The movie very much represents the present day energy and culture of America. A new generation is emerging and continuing the trend of what the counter culture movement started in the 60s and 70s. It has gone full circle. Movements like “black lives matter” are scratching the surface of how police brutally treat minorities and exposing white privileged and how racism is as alive and present as it ever has been. Movements like Bernie Sanders running for president are scratching the surface on how corporations and their moneyed interests are controlling the whole country and the political process and destroying the middle class and the availability of good jobs. Drug policy reform activists are scratching the surface and exposing the harsh truth that the drug war is largely racist and putting more people in prison than ever before, not to mention the for profit prisons that are starting to become popular. The nutritional movement is also scratching the surface on the American Standard Diet and how if you trust in eating what is stocked for you at the grocery store and what the government deems healthy by their “Food Guide Pyramid” you will most likely end up malnourished, with diabetes, and extremely unhealthy. Alternative health care professionals (and also many big pharma doctors) are scratching the surface at the medical industry and uncovering the large number of people that are either dying, or are addicted to, or generally have a much lower quality of life from pain killers, anti-depressants, antibiotics, statins, and other prescription drugs. All these people are asking the same questions and coming to the same conclusions. There is a better way and we are stuck in a paradigm shift. The transitional process defined by people trying to expose the truth is only growing greater.

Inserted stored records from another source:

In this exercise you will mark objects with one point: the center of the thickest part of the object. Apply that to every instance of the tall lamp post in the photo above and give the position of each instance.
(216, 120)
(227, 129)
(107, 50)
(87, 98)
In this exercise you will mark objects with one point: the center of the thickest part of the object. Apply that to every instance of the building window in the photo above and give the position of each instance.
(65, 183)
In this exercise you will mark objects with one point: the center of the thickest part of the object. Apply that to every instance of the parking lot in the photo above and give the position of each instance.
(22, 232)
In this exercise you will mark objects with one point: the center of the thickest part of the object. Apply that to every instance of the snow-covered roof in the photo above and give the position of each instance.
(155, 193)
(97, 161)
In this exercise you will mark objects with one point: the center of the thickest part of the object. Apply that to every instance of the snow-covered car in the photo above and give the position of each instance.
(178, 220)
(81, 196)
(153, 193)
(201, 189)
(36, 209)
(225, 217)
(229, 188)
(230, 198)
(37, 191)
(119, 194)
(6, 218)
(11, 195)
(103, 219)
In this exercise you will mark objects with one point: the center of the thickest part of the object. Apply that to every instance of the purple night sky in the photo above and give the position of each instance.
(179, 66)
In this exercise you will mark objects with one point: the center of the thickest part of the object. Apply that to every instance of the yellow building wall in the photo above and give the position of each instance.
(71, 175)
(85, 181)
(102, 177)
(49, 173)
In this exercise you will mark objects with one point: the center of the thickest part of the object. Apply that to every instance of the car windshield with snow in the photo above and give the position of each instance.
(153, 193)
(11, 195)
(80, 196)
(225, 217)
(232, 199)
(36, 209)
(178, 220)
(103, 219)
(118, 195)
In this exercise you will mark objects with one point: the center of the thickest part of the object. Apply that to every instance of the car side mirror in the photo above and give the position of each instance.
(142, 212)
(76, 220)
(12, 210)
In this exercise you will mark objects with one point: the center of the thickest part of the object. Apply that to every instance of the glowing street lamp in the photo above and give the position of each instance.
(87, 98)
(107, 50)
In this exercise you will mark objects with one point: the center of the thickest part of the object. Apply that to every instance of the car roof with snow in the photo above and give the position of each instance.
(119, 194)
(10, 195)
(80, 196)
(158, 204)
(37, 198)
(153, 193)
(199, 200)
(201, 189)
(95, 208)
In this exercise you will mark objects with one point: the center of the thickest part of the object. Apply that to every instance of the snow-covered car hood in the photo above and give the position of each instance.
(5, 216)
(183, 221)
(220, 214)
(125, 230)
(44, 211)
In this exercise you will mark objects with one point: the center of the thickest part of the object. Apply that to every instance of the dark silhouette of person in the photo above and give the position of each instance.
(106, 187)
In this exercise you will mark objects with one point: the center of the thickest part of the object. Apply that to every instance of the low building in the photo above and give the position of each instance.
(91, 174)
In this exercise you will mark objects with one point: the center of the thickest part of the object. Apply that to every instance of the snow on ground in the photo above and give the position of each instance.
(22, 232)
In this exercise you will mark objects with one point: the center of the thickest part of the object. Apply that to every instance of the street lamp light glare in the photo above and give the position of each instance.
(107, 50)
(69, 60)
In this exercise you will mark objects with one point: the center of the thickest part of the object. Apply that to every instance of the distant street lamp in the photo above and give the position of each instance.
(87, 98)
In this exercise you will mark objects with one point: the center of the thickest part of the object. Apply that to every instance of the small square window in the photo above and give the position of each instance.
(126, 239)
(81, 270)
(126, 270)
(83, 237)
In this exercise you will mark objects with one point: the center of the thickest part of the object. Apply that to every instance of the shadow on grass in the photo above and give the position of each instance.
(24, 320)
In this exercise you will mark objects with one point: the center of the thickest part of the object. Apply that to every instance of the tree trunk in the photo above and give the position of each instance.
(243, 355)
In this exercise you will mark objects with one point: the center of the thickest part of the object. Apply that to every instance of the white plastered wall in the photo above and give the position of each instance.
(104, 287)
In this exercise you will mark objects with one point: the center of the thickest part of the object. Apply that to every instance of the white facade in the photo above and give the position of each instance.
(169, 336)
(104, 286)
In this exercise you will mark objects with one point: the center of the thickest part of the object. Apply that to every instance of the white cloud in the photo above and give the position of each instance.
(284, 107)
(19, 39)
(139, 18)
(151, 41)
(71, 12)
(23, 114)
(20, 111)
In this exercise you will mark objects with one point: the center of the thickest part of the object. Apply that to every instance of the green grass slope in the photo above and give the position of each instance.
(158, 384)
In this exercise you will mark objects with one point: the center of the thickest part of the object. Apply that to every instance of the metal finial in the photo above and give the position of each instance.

“Dying to Know: Ram Dass and Timothy Leary” was yet another brilliant movement forward in the attempt to uncover the wrongs of the past to make them right and real. It dramatically contributes to the movement at large as yet another entity the populous can point to as truth seeking that directly challenges the powers that be. The counter culture movement of the 60s was squashed by people who were in charge of the government’s institutions, and their ideas and policies have reigned supreme for decades. That chokehold put on our country is now finally losing its momentum. Ram Dass and Timothy Leary were crusaders trying to create an alternative way of thinking that questioned a lot of American culture at the time. Now the children of the 60s counter culture movement are coming of age and a new generation is emerging that is more concerned with what Ram Dass and Timothy Leary were doing than what Richard Nixon and Ronald Reagan were up to. There’s medicine to be gained, there’s health, there’s an appreciation and acceptance for other’s views and we as a country are rising up and are not being led by our fears anymore. Arrest us all! We’ll see how that panes out and it won’t be in the favor of the oppressors. We are interested in the truth and what has been kept from us for so long. Gay Dillingham’s “Dying to Know” is just another piece of the uncovered knowledge and remarkable history that is now part of the thought process and leading a generational movement that is coming into their own.